Downtime cannot be completely minimized in a few instances though. Moving the Bastion VM takes a little longer because of the nature of virtual machines and how quickly they spin up. It means that anything relying on ingress provided by the Bastion (see: web and Minecraft at the time of writing) will be interrupted. Luckily, restoring service is relatively easy. Backups of the qcow2 file can be served on a simple webserver for the Nomad client to download, and subsequently start. As the image was copied from a node that is connected to Nomad, starting the image back up will reconnect to Nomad also.

[!NOTE]
Note for Admins: When modifying the host that contains the Bastion VM, it’s advisable to drain the virtual machine first, then come back to the parent client and drain it. It will ensure that Nomad doesn’t mark the Bastion VM as “down”, rather than illegible.
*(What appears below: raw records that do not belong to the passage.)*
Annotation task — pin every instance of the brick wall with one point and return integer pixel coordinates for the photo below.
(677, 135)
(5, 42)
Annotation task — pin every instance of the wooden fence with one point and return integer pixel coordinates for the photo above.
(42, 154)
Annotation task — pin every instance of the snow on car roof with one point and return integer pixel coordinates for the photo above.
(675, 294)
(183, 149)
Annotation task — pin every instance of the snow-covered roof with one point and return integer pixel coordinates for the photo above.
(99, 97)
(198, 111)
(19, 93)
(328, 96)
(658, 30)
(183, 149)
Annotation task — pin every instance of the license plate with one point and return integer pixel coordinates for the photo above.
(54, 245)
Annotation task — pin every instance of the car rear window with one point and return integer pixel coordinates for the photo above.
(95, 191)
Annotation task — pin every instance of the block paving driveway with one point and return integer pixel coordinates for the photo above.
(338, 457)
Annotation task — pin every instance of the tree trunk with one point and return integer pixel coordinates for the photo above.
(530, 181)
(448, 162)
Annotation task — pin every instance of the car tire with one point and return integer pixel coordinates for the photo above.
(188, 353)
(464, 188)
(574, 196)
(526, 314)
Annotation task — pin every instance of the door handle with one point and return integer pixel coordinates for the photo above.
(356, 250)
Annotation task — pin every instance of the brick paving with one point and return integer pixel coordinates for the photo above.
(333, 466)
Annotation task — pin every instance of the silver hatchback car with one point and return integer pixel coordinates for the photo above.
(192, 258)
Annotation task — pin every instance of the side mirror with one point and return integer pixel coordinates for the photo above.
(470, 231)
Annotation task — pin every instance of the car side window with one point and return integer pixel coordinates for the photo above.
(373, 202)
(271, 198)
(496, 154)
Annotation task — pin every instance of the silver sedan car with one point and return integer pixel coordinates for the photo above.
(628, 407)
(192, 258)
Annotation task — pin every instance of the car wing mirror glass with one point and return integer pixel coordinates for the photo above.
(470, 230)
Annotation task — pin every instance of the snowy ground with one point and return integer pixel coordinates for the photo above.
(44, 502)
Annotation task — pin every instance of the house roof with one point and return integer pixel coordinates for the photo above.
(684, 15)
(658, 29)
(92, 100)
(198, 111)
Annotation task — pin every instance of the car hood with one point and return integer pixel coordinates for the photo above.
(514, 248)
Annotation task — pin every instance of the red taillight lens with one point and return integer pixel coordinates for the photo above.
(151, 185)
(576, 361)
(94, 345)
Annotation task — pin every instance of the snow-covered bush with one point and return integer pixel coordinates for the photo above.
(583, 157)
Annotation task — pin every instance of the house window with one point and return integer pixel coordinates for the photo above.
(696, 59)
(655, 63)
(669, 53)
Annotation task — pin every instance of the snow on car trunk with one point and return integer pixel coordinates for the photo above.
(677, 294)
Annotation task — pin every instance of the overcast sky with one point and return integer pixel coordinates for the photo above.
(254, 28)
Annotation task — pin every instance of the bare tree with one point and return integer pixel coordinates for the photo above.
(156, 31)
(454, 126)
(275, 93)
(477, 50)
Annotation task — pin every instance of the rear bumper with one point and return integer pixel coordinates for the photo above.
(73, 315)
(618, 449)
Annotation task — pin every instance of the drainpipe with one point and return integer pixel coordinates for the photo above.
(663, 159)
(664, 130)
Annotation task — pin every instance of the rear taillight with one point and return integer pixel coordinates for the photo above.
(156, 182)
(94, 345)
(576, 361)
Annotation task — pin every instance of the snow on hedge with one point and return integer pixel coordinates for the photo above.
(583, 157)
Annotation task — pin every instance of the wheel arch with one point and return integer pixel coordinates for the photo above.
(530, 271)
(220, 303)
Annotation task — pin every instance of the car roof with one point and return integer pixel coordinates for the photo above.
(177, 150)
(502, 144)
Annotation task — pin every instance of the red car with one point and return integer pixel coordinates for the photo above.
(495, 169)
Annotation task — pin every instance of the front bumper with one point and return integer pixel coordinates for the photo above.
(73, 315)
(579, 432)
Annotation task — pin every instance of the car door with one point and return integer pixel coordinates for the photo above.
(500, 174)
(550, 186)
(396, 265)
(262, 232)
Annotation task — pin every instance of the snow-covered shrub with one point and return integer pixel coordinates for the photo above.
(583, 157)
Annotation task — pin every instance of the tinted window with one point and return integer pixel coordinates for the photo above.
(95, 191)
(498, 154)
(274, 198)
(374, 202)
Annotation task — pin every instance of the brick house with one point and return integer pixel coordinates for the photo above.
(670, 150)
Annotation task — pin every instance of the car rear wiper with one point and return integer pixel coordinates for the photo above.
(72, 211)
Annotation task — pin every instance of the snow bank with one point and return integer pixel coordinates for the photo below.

Any allocations on the Bastion VM will then also be placed as soon as it comes back online with little to no delay.

You Mentioned Ansible, What is That?

Imagine you wanted to upgrade packages on your Linux machine or WSL or similar. You probably have one or two steps you follow. They might look like this:

1. apt update - update the local package cache
2. apt upgrade - actually go and replace the local version with an up to date one

These two steps are pretty good to do, and usually every single time you want to update your packages you perform these two commands. Now, let’s say you have 5 servers to manage, you might write a little script that connects to each server with ssh and runs the two commands, or you might use something like parallel-ssh. All of these are well and good, but they lose their portability very quickly. Enter, Ansible.

Ansible is like a bash script that uses ssh on steroids. It uses yaml to inform the steps it should take (the apt update and apt upgrade from above) and pulls information about what hosts or servers it should affect from a dynamic or static inventory file.

The inventory file contains the connection instructions (and sometimes some facts) for ansible to connect to a server. Below is an example.

glados ansible_host=10.10.0.4
wheatley ansible_host=10.10.0.5
chell ansible_host=10.10.0.6
johnson ansible_host=10.10.0.7

[all:vars]
ansible_user=mojito

[nomad]
glados
wheatley
chell

The above “inventory” file is pretty basic, but conveys the majority of what you need to know. In this file, nodes (servers, virtual machines) are defined by default in the all group. Each one has a custom fact attached to it, specifying what the local address of the node is. The all group also has a set of variables attached to it, specifying the connecting user.

You can break nodes into further groups by specifying a nomad group for example, and placing the hostname, address or FQDN of the node under it. Custom groups can also have variables attached to them for more granularity.

TL;DR?

Fine, fine.

In summary, scheduled maintenance and downtime has become a whole lot easier to plan, execute, and tidy up afterwards. Given no network failure, we can essentially limit downtime of services to approximately the time it takes a virtual machine to start for single host maintenances. Larger maintenances will definitely have a wider margin, but baby steps.

It’s certainly a damn sight better than whatever we had before.